In a speech to the TUC’s annual Climate Change Conference yesterday, Energy Secretary Chris Huhn said that the Government is planning to radically reshape the UK energy system.
Mr. Huhn said that the UK needed new infrastructure to “rival the great 20th century civil engineering projects” in order to meet its renewables targets. The Government needed to create the right conditions to allow investment – and innovation – to bloom. By 2020, £200 billion of new energy investment would be required to replace a creaking energy infrastructure and deliver the new generation needed.
The Government estimates that all 26 million UK homes could benefit from the new Green Deal, with a market worth billions and the creation of up to 250,000 jobs across the country. Some 2.8 million businesses would also able to cut their carbon and save their energy bills. The offshore wind sector alone could employ an extra 70,000 people by the end of the decade, in a market worth £6 billion.

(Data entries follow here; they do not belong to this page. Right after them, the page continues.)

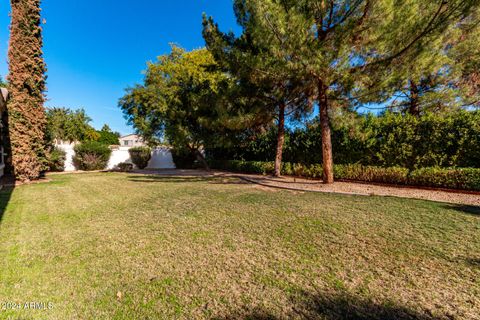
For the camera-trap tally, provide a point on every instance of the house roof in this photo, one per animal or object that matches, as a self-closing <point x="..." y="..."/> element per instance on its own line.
<point x="129" y="135"/>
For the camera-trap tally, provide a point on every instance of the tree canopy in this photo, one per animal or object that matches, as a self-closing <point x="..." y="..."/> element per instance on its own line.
<point x="350" y="50"/>
<point x="26" y="83"/>
<point x="66" y="125"/>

Mr. Huhn commented that over a million people would be employed in low-carbon goods and services by 2015 - a workforce and a budget to rival the NHS. The global trade in low-carbon goods and services would reach £4 trillion by the end of this Parliament. Last year the British share of the market was worth £112 billion.
UK's energy future is electric
Mr. Huhn said it was increasingly clear that for the UK, the future would be electric, with the Government predicting a doubling of demand for electricity by 2050.
In order to secure the UK’s long-term supply of low carbon electricity, the Government is planning to reform the electricity market and create a new market framework for electricity later this year. The work on electricity market reform will look at how the carbon price, emissions performance standard, feed-in tariffs and other levers can deliver a secure, affordable, low-carbon electricity mix. Next month will see the publication of a technical consultation document, prior to the launch of a White Paper and subsequent legislation.
The Government is also currently working on an Energy Intensive Industries Strategy which will look how key energy intensive sectors can reduce emissions, checking the short, medium and long term efforts to cut carbon. The Strategy will factor in improvements to industrial processes as well as alternatives – and take account of the impact on supply chains for UK firms at home and abroad.
However, Mr. Huhn said
“The Government will not be able to fund everything we want to fund. But we must play the long game; encouraging the sectors we know will be part of our energy future.”
Mr. Huhn warned that an energy crunch was coming that in its scale and its impact, could rival the credit crunch. Together with France and Germany, the UK is calling for a more challenging target of a 30% reduction in carbon emissions, not 20%, by 2020.